Ночью она несколько раз вставала к нему и смотрела, как он спит, он спал, лежа на спине, и дыхание у него было чистым и бесшумным, как у намучавшегося и выздоровевшего наконец ребенка, в полумраке комнаты (шторы были задернуты) лицо его чуть-чуть угадывалось. Если бы все недоброе ушло от него во сне и вообще если бы можно было проснуться и начать все сначала…
Утром она заглянула к дочери, та одевалась в школу, разглядывая себя перед зеркалом совершенно по-взрослому, осторожно трогая пальцами темные, как у матери, длинные брови.
– А папа разве еще не вставал? – удивилась Оля, привыкшая садиться за стол вместе с отцом и потому избавленная от неприятной обязанности собирать посуду и разогревать с вечера приготовленный матерью завтрак. – Что же он, не идет сегодня на работу?
– Может, и не пойдет, – сказала Клавдия. – Ему нездоровится, Оля. Сама поешь и поспеши, опоздаешь.
Оля с недоумением взглянула на мать, но, не решаясь спорить, молча побежала на кухню; Клавдия подошла к окну и увидела, что идет дождь, на стеклах окон рябили мелкие брызги, и она некоторое время с пристальным интересом наблюдала за ежесекундными изменениями на стекле; это тоже была жизнь, что-то соединялось, что-то распадалось. Вскоре дочь ушла, чмокнув ее на прощанье, на ходу застегивая портфель; конечно, будет нестись через три ступеньки и обязательно опоздает. Клавдия подобрала разбросанные Олей вещи, застелила ее постель, досадливо морщась; нехорошо, почти взрослая девушка и такая неряха, не хочет даже прибрать за собой, навести элементарный порядок у себя в комнате, давно пора обратить на это внимание, если сейчас в девочке не пересилить эту небрежность, перейдет в характер и ей трудно придется в жизни. Войдя в комнату к мужу, она широко раскрыла глаза; в первый момент она хотела расхохотаться, но удержалась. Пекарев стоял на четвереньках перед выгнувшей горб кошкой и шикал на нее, кошка в ответ воинственно шипела и отбивалась лапой.
– Ну хватит, Семен! – сказала Клавдия, в сердцах шлепая кошку мокрой тряпкой. – Ты что, совсем в детство впадаешь?
– Нет, Клаша, – ответил Пекарев, поднимая к жене огорченное лицо. – Понимаешь, никто меня не боится, даже собственная кошка. Ты посмотри, какая наглая скотина, хвост трубой и морду отворачивает, точно Горшенин.|
– Сеня, Сеня, когда ты станешь взрослым, поумнеешь? – Клавдия не знала, то ли ей расплакаться, то ли рассмеяться. – Надо же себя уважать, наконец! Пока ты себя не научишься уважать, никто не будет принимать тебя всерьез, пойми ты это!
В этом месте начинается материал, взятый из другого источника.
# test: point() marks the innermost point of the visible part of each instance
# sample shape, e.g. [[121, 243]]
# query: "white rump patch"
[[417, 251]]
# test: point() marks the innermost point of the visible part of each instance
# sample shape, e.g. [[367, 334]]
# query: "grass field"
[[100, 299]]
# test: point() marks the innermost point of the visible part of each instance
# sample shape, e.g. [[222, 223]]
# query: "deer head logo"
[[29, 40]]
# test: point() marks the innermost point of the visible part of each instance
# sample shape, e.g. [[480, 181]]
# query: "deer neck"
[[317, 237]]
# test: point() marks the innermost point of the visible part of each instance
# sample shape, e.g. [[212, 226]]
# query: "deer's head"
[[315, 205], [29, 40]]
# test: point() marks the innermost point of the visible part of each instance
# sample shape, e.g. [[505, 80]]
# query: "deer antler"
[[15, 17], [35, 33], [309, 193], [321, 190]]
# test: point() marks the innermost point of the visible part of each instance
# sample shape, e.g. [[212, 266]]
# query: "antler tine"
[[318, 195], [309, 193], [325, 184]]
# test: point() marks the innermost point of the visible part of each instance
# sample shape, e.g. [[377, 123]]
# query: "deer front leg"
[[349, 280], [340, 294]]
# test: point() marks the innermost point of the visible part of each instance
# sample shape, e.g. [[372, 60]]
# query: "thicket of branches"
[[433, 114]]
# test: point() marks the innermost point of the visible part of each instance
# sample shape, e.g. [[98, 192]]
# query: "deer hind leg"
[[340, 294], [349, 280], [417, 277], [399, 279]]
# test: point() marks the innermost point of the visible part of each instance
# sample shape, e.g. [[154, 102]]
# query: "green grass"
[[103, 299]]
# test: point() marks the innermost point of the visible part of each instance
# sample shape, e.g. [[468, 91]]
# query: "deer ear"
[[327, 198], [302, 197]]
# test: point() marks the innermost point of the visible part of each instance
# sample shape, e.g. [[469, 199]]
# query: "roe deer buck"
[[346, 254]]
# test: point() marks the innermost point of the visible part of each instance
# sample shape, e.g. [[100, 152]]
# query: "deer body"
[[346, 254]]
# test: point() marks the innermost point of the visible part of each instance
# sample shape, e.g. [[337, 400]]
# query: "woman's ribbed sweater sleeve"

– Да брось ты свою демагогию, Клавушка, просто ты промахнулась, я оказался далеко не из самых сильных, как тебе этого хотелось.
– Ах, Сеня, Сеня, мне хочется так мало, чтобы ты оставался самим собой, и был как все люди, знал свое место, но умел и постоять за себя, когда надо. Почему, почему ты никак не можешь остановиться с Петровым? Да, да, я не устану это повторять. Ну что ты ему хочешь доказать? Из кожи вон лезешь, доказываешь, что ты его достоин. А получается смешно. Пойми, не может он стать с тобой на одну ногу, не хочет, не надо ему этого.